Le scuse accampate per ritardare la ripresa della Siria ormai sono le più inverosimili. Davanti a tutto ciò che sta subendo il popolo siriano, non c’è niente di più appropriato che il Salmo di Isaia “Guardai ma non c’era nessuno, proprio nessuno tra loro che sapesse dare un consiglio o che, quando io lo interrogavo, potesse dare una risposta” (Isaia 41:28).
Molte le domande che rimangono senza risposta: che senso ha privare i siriani del necessario con le sanzioni, per poi fare i convogli umanitari come quello arrivato pochi giorni fa al campo profughi di Rubkan, dove però ai 50mila residenti è impedito di tornare a casa? Oppure, che senso ha dire di proteggere il popolo siriano e, allo stesso tempo, comminare nuove sanzioni che lo privano di tutto, fino anche alla possibilità di scaldarsi per l’inverno? Ed ancora, come si può sostenere di difenderlo, quando si impedisce di ristrutturare le abitazioni che gravemente lesionate cominciano a cadere per i colpi inferti dalla guerra?
Si potrebbe continuare con una lunga lista di incongruenze, omissioni, connivenze, responsabilità: tutti i leader sono perfettamente coscienti di ciò che succede e di ciò che andrebbe fatto.
Uno spiraglio di luce sembrava apparso con l’annuncio di Trump di smobilitare le truppe statunitensi Trump a dicembre. E invece da parte dell’establishment è un susseguirsi, di distinguo, di smentite, di frasi “dual use” da far valere per riuscire a non cambiare niente. Prova ne è che le truppe sono addirittura riuscite ad aumentarle, anziché diminuirle. Nel frattempo, c’è stato spazio anche per un bombardamento alle truppe siriane ad Abu Kamal, ree di aver “sconfinato il tiro” dirigendolo verso l’Isis che aveva trovato riparo nelle terre di “proprietà” statunitensi.

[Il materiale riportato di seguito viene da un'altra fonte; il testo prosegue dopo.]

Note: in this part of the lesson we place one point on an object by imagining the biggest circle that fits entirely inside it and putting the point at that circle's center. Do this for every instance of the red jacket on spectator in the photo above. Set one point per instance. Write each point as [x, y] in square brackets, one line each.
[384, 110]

Così la fiera dell’ipocrisia continua: l’ultima idiozia è quella dell’inviato speciale per la Siria James Jeffrey che asserisce che esiste il forte pericolo che il ritiro delle truppe americane possa lasciare “un vuoto” che potrebbe essere riempito dallo stato islamico (ricordate la comunicazione del Pentagono di un Isis “redivivo” tra tra 6-12 mesi, come nella saga cinematografica Highlander?).
Allora, di fronte a tanta palese contraddittorietà, dobbiamo dirlo chiaramente: se l’esercito Usa lasciasse la Siria non accadrebbe nient’altro che il ripristino della legge e dell’ordine. Sì, perché l’esercito siriano manterrebbe schiacciato l’Isis, come ha fatto con il resto del territorio. Quindi un vuoto non vuol dire nulla, esprime solo il fastidio di andarsene perché questo ristabilirebbe la piena sovranità nazionale.
In tal senso è rilevante che una tale eventualità – il ritorno dei territori ad est dell’Eufrate sotto il governo siriano – è auspicata dalle popolazioni locali stesse.
La situazione è perfettamente descritta dal Washington Institute in un articolo intitolato molto eloquentemente “giochi Usa e turchi a Manbij”. L’osservazione è molto semplice: 1) un’area di “500 miglia quadrate che comprende Manbij e la campagna circostante ospita attualmente circa 450mila abitanti, l’80% dei quali è arabo-sunnita; i curdi rappresentano solo il 15% della popolazione”, ma gli Usa hanno preteso che l’amministrazione curda predominasse su tutte le altre realtà; 2) per questo, appena ne hanno intravisto la possibilità data dal ritiro Usa, tutte le principali tribù della zona – Bou Bana, il Ghanaim, il Bou Sultan e l’Hanada -, hanno detto di voler tornare sotto l’amministrazione del governo centrale di Damasco. Lo studio del Washington Institute rivela ancora in maniera più efficace cosa vuol dire il “vuoto” paventato da Washington: è la riunificazione con il governo di Damasco. Prospettiva evidentemente da incubo, dato che questa – quando è permessa – è recepita positivamente dalla popolazione, che in queste circostanze, la reputa come opzione migliore.
E’ inoltre rilevante come la tendenza nazionale rispecchi esattamente il caso di Manbij riportato dal Washington Institute: questa tendenza, avvalorata dal buon esito di numerosi incontri che da settimane il governo centrale di Damasco sta tenendo in loco con i dignitari delle tribù locali, è la fisionomia di un paese che sceglie la riconciliazione anziché il proseguimento delle utopie.
E’ proprio questa la situazione che Washington chiama “vuoto”, un vuoto pericoloso perché comporterebbe il ritorno del diritto, delle regole democratiche e dell’autodeterminazione, nonché avvicinerebbe le elezioni, e riporterebbe l’integrità e la sovranità al paese.
Intanto anche dall’Iraq giunge una voce, ed è dello stesso segno. E’ quella di Hassan al-Kaabi, vicepresidente del parlamento iracheno. Ha risposto a Trump il quale durante una intervista alla Cbs ha detto che le truppe Usa si ritireranno dalla Siria in Iraq “ma manterranno di mira l’Iran, da lì”. La risposta non si è fatta attendere: “Trump ha superato palesemente il segno”, ha detto al Kaabi. Ed ha aggiunto: “La sovranità della nazione irachena si leverà in piedi; l’Iraq non sarà un trampolino di lancio per attaccare qualsiasi paese”.
Non sarebbe ormai ora che le energie profuse per la guerra al terrore lasciassero spazio a ciò che dicono di aver difeso?